Standard model APIs only expose input-output behavior without visibility into internal computations. Modifying model internals requires custom hooks that are tedious to write and maintain across different architectures. Intervention experiments need careful bookkeeping to track which components were modified and their downstream effects. Large language models have complex architectures where manual inspection code becomes unwieldy.

Core Highlights

Activation tracer captures intermediate outputs from any model layer during inference. State editor modifies hidden representations at targeted positions and layers. Intervention runner executes controlled experiments with automatic effect measurement. Graph inspector traces information flow through the computational graph.

How to Use It?

Basic Usage

from nnsight import LanguageModel
import torch

model = LanguageModel(
  'gpt2',
  device_map='auto')

with model.trace(
  'The capital of France'
) as tracer:
  # Get hidden states
  # from layer 5
  hidden = model\
    .transformer\
    .h[5].output[0]
  hidden_saved = (
    hidden.save())

  # Get attention
  # pattern from layer 3
  attn = model\
    .transformer\
    .h[3].attn\
    .output[0]
  attn_saved = (
    attn.save())

print(
  f'Hidden shape: '
  f'{hidden_saved.shape}')
print(
  f'Attn shape: '
  f'{attn_saved.shape}')

Real-World Examples

from nnsight import LanguageModel
import torch

model = LanguageModel(
  'gpt2',
  device_map='auto')

class InterventionExp:
  def __init__(
    self, model
  ):
    self.model = model

  def patch_layer(
    self,
    prompt: str,
    source_prompt: str,
    layer: int,
    pos: int
  ) -> dict:
    # Get source acts
    with self.model.trace(
      source_prompt
    ) as src:
      src_hidden = (
        self.model
          .transformer
          .h[layer]
          .output[0]
          [:, pos, :]
          .save())

    # Patch target
    with self.model.trace(
      prompt
    ) as tgt:
      self.model\
        .transformer\
        .h[layer]\
        .output[0]\
        [:, pos, :] = (
          src_hidden)
      logits = (
        self.model
          .lm_head
          .output
          .save())

    probs = torch\
      .softmax(
        logits[0, -1],
        dim=-1)
    top = torch.topk(
      probs, 5)
    return {
      'top_probs':
        top.values
          .tolist(),
      'top_tokens': [
        model.tokenizer
          .decode(t)
        for t in
          top.indices]}

Advanced Tips

Use activation patching between clean and corrupted prompts to identify which layers and positions are causally responsible for specific model behaviors. Combine nnsight tracing with dimensionality reduction to visualize how representations evolve across layers. Cache activation saves across multiple traces to build datasets for probing classifier experiments.

When to Use It?

Use Cases

Inspect attention patterns across layers to understand how a language model processes factual queries. Run activation patching experiments to localize which components store specific knowledge. Trace information flow through a model to identify functional circuits that implement particular capabilities.

Related Topics

Mechanistic interpretability, activation patching, neural network inspection, language model internals, causal intervention, and AI safety research.

Important Notes

Requirements

nnsight Python package with PyTorch backend. Pre-trained model weights accessible through HuggingFace or local storage. GPU memory sufficient for the target model plus activation storage.

Usage Recommendations

Do: start with small models like GPT-2 to develop intervention techniques before scaling to larger architectures. Save traced activations to disk for repeated analysis without rerunning inference. Validate intervention effects across multiple input examples to ensure findings generalize.

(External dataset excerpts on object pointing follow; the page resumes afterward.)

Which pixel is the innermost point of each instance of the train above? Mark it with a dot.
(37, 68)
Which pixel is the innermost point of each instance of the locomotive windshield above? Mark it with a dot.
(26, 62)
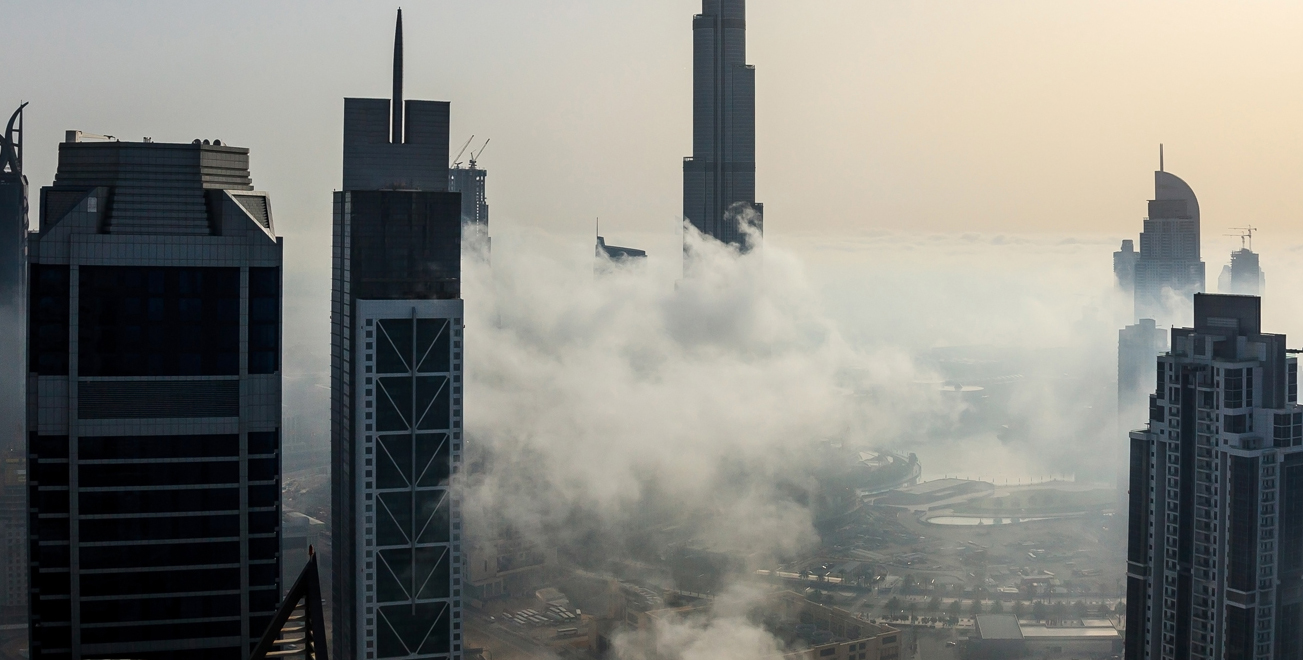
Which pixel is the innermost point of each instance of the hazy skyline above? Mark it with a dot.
(925, 116)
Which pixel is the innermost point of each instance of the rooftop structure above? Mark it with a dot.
(616, 253)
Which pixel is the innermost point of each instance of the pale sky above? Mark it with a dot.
(899, 116)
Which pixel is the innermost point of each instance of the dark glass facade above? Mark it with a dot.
(159, 322)
(47, 324)
(405, 245)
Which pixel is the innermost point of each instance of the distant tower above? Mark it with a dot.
(13, 268)
(396, 383)
(719, 177)
(471, 182)
(1125, 267)
(1242, 275)
(1169, 249)
(1216, 487)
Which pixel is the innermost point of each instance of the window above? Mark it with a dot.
(158, 322)
(1237, 423)
(263, 320)
(1235, 388)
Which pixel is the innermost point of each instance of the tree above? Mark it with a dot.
(1040, 611)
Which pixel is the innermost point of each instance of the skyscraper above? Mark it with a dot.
(13, 268)
(13, 374)
(1125, 266)
(1215, 557)
(471, 182)
(154, 404)
(1169, 249)
(719, 177)
(1243, 275)
(396, 383)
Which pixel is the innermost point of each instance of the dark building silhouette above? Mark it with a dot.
(299, 628)
(1169, 250)
(719, 177)
(1215, 553)
(1243, 275)
(154, 404)
(13, 268)
(616, 253)
(396, 383)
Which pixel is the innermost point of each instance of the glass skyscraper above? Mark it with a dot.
(396, 332)
(153, 404)
(719, 177)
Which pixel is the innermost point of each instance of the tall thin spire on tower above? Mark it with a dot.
(398, 82)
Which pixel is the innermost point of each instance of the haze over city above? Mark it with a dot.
(873, 387)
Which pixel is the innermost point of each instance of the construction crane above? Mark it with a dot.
(474, 155)
(456, 162)
(1246, 234)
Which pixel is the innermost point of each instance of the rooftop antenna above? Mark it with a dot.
(398, 81)
(11, 146)
(456, 162)
(474, 155)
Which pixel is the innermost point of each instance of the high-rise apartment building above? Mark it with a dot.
(396, 383)
(1215, 559)
(13, 268)
(719, 177)
(154, 404)
(1169, 264)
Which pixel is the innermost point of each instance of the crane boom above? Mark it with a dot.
(474, 155)
(458, 160)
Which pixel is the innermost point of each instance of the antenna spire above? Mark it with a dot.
(398, 81)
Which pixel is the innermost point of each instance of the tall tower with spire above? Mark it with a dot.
(396, 383)
(13, 267)
(719, 177)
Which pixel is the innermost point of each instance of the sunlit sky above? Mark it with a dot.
(901, 116)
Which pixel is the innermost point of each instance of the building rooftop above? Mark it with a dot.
(998, 626)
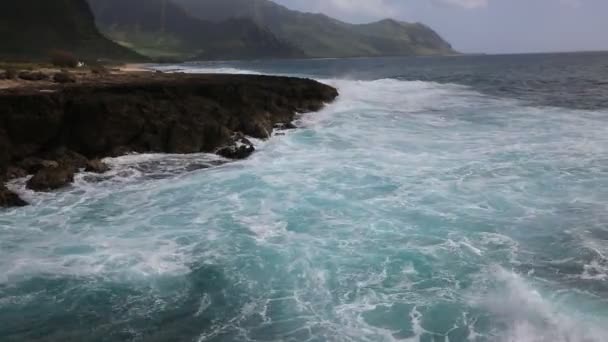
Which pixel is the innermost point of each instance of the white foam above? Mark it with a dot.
(530, 317)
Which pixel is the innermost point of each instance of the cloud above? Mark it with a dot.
(464, 3)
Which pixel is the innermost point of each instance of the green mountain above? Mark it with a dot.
(321, 36)
(30, 29)
(160, 28)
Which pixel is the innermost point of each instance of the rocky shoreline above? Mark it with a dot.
(52, 130)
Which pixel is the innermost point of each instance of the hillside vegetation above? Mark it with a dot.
(321, 36)
(160, 28)
(31, 29)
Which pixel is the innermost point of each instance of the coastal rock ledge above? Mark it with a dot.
(66, 125)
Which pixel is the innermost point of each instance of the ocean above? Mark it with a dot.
(439, 199)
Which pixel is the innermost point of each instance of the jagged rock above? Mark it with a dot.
(68, 158)
(64, 77)
(10, 199)
(9, 74)
(239, 148)
(285, 126)
(33, 76)
(51, 178)
(53, 134)
(97, 166)
(33, 164)
(15, 172)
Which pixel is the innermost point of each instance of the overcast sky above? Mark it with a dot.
(490, 26)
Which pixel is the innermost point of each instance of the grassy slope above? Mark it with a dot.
(29, 29)
(321, 36)
(160, 28)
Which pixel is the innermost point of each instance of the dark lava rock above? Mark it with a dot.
(97, 166)
(10, 199)
(64, 77)
(285, 126)
(15, 172)
(32, 165)
(9, 74)
(68, 158)
(33, 76)
(51, 178)
(239, 148)
(53, 134)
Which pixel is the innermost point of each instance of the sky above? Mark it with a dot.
(486, 26)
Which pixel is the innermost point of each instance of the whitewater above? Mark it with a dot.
(407, 210)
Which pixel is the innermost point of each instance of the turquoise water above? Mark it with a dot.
(405, 211)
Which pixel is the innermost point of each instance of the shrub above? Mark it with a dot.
(63, 59)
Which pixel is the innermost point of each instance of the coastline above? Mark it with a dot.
(52, 130)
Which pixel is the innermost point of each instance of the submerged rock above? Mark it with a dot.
(51, 178)
(239, 148)
(54, 133)
(33, 76)
(285, 126)
(97, 166)
(32, 165)
(64, 77)
(10, 199)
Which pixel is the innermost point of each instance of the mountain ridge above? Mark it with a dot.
(319, 35)
(161, 28)
(31, 29)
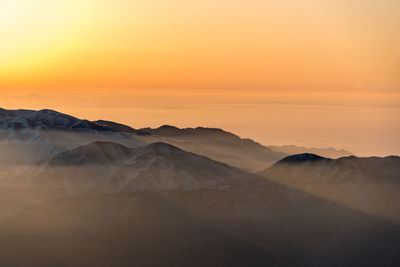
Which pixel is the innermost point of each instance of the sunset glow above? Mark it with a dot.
(306, 72)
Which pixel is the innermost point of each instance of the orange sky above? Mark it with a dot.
(307, 72)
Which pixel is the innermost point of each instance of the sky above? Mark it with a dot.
(320, 73)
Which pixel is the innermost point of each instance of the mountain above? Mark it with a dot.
(101, 167)
(216, 144)
(256, 223)
(368, 184)
(28, 136)
(325, 152)
(45, 119)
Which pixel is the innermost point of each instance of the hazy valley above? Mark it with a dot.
(97, 193)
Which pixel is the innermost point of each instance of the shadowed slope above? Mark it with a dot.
(256, 223)
(369, 184)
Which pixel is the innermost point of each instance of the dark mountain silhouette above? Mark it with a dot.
(324, 152)
(369, 184)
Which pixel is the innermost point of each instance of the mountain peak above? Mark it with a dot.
(301, 158)
(45, 119)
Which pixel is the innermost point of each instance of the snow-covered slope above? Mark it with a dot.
(215, 143)
(27, 136)
(44, 119)
(101, 167)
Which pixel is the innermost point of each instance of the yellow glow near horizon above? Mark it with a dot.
(287, 51)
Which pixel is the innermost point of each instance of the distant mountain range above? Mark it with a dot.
(214, 143)
(80, 193)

Don't: draw conclusions from single example interventions since individual inputs may trigger atypical model behavior. Modify multiple model components simultaneously when trying to isolate causal mechanisms. Assume layer numbering is consistent across model families since architectures vary.

Limitations

Activation storage for large models consumes significant GPU and system memory especially when saving across many layers. Intervention results on small models may not generalize to larger versions of the same architecture family. The tracing API depends on model implementation details that may change across library versions.